Every fact is a mirror for the trader. People love to recognize themselves in the weaknesses of others.

📌 1. 80% of traders close profitable trades too early — and hold losing ones too long

This is the effect of emotional equilibrium disruption: the pain of loss is stronger than the joy of profit (loss aversion effect).

👉 Lesson: Learn to lose — in order to start earning.

📌 2. Most traders consider themselves better than average

This is the cognitive distortion of the 'better-than-average effect' — the same illusion that drives beginners to jump into futures on the second day.

👉 Lesson: Ego destroys more deposits than the market.

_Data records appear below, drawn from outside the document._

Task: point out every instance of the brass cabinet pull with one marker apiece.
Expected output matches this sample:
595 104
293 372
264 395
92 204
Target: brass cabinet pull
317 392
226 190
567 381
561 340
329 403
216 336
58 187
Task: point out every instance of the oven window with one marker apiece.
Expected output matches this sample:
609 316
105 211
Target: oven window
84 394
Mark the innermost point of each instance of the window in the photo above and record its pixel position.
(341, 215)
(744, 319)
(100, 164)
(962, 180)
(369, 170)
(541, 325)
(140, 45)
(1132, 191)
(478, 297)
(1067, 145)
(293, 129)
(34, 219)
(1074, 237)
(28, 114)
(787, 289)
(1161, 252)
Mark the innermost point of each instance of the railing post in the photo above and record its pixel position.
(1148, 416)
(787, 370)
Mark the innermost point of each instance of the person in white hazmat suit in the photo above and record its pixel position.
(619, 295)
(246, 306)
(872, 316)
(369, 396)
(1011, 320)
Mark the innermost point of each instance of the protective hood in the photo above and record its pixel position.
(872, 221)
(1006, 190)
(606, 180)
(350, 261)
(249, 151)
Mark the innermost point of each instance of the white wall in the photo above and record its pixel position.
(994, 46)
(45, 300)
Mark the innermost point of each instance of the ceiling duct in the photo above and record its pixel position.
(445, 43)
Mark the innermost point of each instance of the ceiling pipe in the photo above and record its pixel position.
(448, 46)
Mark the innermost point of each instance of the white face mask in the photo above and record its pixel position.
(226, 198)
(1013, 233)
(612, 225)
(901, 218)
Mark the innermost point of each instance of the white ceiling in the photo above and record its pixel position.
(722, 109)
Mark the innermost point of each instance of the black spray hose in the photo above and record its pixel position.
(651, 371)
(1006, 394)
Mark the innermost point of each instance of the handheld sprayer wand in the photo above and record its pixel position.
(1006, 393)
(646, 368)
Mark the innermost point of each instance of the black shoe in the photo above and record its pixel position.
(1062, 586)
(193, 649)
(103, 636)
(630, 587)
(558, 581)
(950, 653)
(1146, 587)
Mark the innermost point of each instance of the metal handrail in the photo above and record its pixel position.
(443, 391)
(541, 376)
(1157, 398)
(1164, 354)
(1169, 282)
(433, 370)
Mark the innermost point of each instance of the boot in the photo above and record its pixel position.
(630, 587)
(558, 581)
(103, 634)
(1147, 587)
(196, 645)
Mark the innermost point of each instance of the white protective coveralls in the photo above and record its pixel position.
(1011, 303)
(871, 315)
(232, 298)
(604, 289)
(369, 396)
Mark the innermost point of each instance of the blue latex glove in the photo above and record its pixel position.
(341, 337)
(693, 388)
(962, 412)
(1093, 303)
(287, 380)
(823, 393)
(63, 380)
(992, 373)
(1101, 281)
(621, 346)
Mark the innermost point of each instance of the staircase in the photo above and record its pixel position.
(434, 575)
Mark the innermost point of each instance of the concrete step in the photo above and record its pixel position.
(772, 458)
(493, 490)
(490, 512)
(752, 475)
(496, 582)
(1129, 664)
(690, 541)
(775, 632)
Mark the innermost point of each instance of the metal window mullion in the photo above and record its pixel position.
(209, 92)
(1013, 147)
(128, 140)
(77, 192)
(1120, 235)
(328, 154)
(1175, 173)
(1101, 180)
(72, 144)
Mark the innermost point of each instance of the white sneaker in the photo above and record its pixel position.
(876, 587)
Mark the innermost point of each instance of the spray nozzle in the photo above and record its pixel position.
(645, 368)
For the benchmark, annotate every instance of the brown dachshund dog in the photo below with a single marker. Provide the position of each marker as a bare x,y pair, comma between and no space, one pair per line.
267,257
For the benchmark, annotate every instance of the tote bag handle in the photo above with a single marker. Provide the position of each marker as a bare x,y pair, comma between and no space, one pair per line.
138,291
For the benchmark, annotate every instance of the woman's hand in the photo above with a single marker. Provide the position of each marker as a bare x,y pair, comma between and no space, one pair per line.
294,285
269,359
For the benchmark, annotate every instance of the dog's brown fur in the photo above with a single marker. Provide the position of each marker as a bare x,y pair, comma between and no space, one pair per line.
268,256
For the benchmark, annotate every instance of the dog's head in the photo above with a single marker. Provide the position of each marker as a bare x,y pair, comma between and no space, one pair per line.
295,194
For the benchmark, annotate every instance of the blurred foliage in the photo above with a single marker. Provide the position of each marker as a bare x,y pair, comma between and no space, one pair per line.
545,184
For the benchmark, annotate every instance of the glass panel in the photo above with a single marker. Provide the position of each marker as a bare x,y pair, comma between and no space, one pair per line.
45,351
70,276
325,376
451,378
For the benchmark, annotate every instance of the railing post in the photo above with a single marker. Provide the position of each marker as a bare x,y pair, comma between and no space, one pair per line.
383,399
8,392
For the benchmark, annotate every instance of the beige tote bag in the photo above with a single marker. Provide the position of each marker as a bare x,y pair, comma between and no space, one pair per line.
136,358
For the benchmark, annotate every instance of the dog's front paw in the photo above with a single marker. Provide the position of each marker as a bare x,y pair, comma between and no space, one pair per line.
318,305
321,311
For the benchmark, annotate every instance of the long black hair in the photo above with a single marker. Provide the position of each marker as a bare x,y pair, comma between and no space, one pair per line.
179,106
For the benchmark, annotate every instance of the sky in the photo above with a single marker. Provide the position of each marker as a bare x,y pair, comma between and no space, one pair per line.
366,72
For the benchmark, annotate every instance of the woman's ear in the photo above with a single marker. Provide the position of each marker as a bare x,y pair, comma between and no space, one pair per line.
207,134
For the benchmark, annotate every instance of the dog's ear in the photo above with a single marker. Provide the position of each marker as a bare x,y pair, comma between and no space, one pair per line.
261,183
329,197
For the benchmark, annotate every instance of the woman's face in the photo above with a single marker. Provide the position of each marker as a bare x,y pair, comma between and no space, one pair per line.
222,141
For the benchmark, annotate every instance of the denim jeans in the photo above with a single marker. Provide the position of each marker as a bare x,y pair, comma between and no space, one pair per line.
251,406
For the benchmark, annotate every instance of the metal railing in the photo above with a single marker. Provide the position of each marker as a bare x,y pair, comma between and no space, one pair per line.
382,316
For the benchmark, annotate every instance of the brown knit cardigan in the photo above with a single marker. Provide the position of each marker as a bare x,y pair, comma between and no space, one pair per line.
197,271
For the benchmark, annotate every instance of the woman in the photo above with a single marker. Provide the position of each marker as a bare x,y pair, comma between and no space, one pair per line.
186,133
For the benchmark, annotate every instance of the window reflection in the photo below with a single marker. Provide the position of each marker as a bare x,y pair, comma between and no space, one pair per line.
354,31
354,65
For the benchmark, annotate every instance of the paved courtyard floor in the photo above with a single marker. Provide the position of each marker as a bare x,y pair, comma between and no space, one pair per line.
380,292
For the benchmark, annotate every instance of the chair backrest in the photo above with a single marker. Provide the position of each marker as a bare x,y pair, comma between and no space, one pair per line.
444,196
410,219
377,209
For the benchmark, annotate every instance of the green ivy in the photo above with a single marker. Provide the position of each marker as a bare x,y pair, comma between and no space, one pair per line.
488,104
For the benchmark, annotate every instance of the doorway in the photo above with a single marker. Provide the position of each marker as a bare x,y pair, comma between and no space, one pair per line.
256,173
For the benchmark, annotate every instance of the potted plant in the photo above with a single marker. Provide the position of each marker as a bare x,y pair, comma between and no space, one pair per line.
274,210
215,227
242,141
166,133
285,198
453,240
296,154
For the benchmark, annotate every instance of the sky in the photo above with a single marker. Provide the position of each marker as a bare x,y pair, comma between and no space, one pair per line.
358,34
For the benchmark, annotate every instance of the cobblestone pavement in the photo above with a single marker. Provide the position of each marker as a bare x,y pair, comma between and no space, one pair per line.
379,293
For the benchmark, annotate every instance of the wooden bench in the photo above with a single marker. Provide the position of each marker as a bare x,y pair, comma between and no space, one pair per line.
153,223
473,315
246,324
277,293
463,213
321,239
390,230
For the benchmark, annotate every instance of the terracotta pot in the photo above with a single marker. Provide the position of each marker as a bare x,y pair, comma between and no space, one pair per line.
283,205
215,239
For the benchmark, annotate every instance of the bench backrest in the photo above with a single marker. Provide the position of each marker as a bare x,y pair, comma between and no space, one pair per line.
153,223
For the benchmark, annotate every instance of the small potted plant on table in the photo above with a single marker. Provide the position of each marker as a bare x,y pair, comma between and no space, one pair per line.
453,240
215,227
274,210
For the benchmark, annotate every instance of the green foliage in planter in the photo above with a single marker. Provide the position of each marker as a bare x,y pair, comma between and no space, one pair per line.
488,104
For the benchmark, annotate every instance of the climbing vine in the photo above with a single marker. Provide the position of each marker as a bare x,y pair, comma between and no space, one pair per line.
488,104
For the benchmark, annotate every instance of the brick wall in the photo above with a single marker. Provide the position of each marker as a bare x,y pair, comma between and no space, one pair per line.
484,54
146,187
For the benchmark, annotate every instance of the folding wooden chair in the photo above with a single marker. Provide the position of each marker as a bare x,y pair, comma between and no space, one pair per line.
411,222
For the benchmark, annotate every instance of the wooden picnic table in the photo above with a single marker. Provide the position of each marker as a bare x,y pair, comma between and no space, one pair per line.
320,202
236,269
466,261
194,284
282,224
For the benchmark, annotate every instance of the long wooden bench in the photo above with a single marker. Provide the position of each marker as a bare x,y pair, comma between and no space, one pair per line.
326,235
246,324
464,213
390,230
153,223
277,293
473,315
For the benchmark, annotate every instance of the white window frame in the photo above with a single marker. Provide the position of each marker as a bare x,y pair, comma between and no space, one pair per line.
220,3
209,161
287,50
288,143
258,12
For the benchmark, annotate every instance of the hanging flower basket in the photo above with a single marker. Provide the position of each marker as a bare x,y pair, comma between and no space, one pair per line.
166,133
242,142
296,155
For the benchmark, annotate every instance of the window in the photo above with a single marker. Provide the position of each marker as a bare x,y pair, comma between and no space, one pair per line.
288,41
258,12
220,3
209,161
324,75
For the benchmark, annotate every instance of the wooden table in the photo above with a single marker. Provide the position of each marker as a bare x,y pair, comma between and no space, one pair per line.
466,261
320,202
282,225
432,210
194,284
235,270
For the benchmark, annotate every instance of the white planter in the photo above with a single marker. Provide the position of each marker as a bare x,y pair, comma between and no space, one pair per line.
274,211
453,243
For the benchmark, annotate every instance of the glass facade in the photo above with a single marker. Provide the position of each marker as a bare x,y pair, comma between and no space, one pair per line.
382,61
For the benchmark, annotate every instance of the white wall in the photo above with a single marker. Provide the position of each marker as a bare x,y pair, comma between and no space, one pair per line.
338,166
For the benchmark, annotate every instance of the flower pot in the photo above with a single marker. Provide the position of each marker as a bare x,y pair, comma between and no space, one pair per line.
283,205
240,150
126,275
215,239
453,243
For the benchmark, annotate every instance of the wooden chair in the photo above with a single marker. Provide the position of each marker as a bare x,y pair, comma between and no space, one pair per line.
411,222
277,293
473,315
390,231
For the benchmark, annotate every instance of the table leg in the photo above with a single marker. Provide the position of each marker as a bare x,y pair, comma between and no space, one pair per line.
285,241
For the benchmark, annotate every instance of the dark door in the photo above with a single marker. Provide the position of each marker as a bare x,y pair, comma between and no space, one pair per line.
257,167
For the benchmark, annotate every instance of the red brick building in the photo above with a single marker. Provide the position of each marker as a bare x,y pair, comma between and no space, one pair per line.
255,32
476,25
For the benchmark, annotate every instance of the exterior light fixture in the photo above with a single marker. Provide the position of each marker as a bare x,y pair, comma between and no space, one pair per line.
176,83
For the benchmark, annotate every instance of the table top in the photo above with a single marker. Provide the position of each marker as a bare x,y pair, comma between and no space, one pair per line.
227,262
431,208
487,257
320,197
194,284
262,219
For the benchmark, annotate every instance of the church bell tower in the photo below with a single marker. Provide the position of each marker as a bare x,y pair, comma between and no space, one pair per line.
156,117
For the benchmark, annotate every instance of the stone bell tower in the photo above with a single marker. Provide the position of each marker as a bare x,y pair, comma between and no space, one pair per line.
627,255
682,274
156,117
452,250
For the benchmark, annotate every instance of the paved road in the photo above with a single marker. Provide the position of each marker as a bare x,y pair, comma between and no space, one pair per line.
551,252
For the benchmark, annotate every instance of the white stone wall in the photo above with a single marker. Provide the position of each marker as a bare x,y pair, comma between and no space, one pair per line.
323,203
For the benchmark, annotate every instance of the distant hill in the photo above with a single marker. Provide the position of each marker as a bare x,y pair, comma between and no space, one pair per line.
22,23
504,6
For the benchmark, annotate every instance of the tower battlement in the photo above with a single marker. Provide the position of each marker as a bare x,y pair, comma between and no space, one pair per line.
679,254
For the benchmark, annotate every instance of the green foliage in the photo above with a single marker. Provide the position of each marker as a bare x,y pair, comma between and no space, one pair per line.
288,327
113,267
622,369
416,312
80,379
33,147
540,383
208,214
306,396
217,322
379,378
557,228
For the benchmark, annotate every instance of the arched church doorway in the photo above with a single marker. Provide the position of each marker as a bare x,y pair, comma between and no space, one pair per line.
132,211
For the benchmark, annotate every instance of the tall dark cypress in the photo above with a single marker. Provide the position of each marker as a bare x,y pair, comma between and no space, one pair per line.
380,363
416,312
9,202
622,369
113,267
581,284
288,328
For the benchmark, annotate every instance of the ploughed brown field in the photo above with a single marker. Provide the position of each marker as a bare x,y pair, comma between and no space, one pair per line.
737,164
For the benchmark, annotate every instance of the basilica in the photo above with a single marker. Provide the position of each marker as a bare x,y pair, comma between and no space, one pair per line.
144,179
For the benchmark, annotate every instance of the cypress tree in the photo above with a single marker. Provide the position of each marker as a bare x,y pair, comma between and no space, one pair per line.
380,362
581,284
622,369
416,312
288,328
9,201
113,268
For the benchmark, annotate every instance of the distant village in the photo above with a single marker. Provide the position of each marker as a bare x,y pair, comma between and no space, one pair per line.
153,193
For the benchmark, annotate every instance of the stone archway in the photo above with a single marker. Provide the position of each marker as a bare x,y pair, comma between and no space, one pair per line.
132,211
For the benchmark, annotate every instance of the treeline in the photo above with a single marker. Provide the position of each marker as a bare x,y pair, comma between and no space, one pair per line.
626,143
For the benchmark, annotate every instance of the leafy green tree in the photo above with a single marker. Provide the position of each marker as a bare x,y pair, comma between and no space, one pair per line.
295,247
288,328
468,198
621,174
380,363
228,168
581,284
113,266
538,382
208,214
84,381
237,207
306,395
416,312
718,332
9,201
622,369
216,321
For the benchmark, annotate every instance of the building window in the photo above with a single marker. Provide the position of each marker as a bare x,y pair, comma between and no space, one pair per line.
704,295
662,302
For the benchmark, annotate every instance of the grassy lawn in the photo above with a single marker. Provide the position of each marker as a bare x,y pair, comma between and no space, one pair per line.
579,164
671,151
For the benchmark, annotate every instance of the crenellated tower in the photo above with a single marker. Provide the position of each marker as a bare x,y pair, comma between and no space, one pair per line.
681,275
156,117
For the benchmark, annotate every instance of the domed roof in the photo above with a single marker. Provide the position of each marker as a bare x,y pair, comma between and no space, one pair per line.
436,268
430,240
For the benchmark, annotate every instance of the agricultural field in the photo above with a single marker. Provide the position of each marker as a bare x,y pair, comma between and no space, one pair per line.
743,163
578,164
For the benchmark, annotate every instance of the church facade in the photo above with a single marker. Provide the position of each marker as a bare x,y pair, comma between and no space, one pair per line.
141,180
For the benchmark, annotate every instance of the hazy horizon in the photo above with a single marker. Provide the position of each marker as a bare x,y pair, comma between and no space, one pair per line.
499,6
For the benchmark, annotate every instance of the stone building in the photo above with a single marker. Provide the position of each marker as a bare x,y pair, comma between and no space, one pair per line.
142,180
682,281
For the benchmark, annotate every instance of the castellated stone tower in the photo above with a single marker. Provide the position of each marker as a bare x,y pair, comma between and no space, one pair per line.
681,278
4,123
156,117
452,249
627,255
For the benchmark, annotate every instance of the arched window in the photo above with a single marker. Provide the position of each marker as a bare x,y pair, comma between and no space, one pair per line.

📌 3. Successful traders are more likely to acknowledge their mistakes than beginners

This is the paradox of adaptive modesty. Market gurus are the least loud, least confident — and the most stable.

👉 Lesson: In trading, flexibility wins over self-confidence.

📌 4. Excessive control over the market causes anxiety and losses

This is an illusion of control: a trader thinks that the number of screens and the volume of charts = control over the outcome.

👉 Lesson: Your control is risk and discipline, not more monitors.

📌 5. Traders risk the most after a series of wins

This is the hot hand effect: the illusion that 'I'm lucky right now' → over-leverage → crash.

👉 Lesson: Never trade under the high of success.

📌 6. Most traders change their strategy immediately after a few losses

This is the trap of short-term thinking — instead of systematic checking, they flee into chaos.

👉 Lesson: The market rewards those who stick to their plan.

📌 7. 'Fear of missing out' is the main reason for impulsive entries

This is FOMO, but with a deep foundation — the fear of being left out of the game, losing the 'opportunity of a lifetime'.

👉 Lesson: No position is also a position.